Cardiovascular Flashcards
What proportion of children have an innocent murmur detected?
50%
What are the characteristics of an innocent murmur?
- Normal heart sounds
- Early/ES – NEVER just diastole
- Varies with position and respiration
- No clicks or thrill
What clinical aspects of a murmur should prompt cardiology review?
- Child under 1y
- Additional AbN findings
- Loud murmur
- Murmur is diastolic or continuous
- No variation with respiration
What are common causes of generalised oedema in children?
- Renal disease
- Liver disease
- Allergy
- Cardiac disease
- Protein-losing enteropathy
What’s the first distinguishing feature for the different causes of generalised oedema?
Circulatory overload
Which causes of generalised oedema have a circulatory overload?
- Acute GN/nephritic syndrome
- Cardiac disease
What test will distinguish the circulatory overload causes of generalised oedema?
Urinalysis (proteinuria, haematuria)
Which causes of generalised oedema don’t have a circulatory overload?
- Nephrotic syndrome
- Chronic liver disease
- Protein losing enteropathy
What type of vasculitis is HSP?
Small vessel
What is the classic triad of HSP?
- Non-blanching purpura on buttocks and extensor surface of LLs
- Arthropathy
- Abdo pain
What Ix will you do in suspected HSP?
- Tests to exclude coagulopathy and sepsis
- Urinalysis for haematuria
- UEC
Why does suspected HSP require escalation to a consultant or registrar?
They have a purpuric rash
What would be cause for admission with HSP?
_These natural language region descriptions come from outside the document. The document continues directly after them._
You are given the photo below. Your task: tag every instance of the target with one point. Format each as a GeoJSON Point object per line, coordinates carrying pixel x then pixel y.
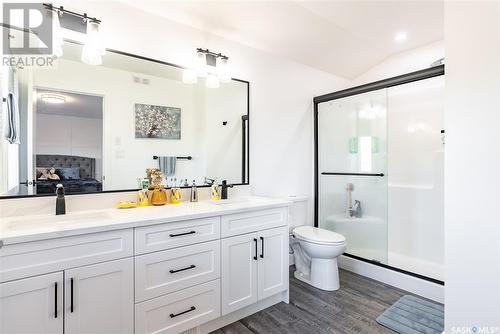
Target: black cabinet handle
{"type": "Point", "coordinates": [55, 300]}
{"type": "Point", "coordinates": [172, 271]}
{"type": "Point", "coordinates": [262, 250]}
{"type": "Point", "coordinates": [255, 240]}
{"type": "Point", "coordinates": [181, 234]}
{"type": "Point", "coordinates": [184, 312]}
{"type": "Point", "coordinates": [71, 288]}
- Abdo complications requiring surgical review
- Renal complications
- Severe joint/abdo pain requiring inpatient analgesia
What are the possible abdominal complications of HSP?
- Intussusception
- Bloody stools
- Haematemesis
- Bowel perforation
- Pancreatitis
What follow up is required for HSP? Why?
Renal follow up as AbN related to HSP-nephropathy can develop up to 6m later
What type of vasculitis is Kawasaki’s disease
Medium vessel
What age group does Kawasaki’s disease normally affect
Those under 5
What are the requirements for diagnosis of Kawasaki’s disease
Fever for 5 or more days, PLUS 4 of:
- Bilat, non-purulent conjunctivitis
- Mucosal membrane changes
- Unilat cervical lymphadenopathy
- Polymorphous rash
- Peripheral changes like hand & foot erythema & oedema
AND exlusion of diseases with a similar presentation
What Ix are required for Kawasaki’s disease?
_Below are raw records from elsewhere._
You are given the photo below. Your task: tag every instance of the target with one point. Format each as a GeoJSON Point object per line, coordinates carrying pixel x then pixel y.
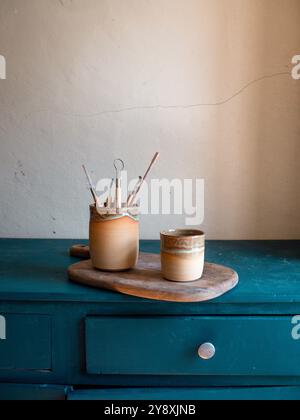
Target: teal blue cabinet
{"type": "Point", "coordinates": [188, 394]}
{"type": "Point", "coordinates": [27, 342]}
{"type": "Point", "coordinates": [59, 340]}
{"type": "Point", "coordinates": [245, 346]}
- FBE for neutrophilia, thrombocytosis, anaemia
- Echo at presentation & 6 weeks pater
What is the Mx for Kawasaki’s disease
- Admit
- Prompt IVIG
- Aspiring for 6/52 or more
Whats the most important potential complication of Kawasaki’s disease?
Aneurism of major arteries, especially coronary As
Define malignant HT
Symptomatic HT with nausea, headaches etc
Why is malignant HT a medical emergency?
Risk of CCF, APO, and encephalopathy
What percentage of children are born with a congenital heart disease?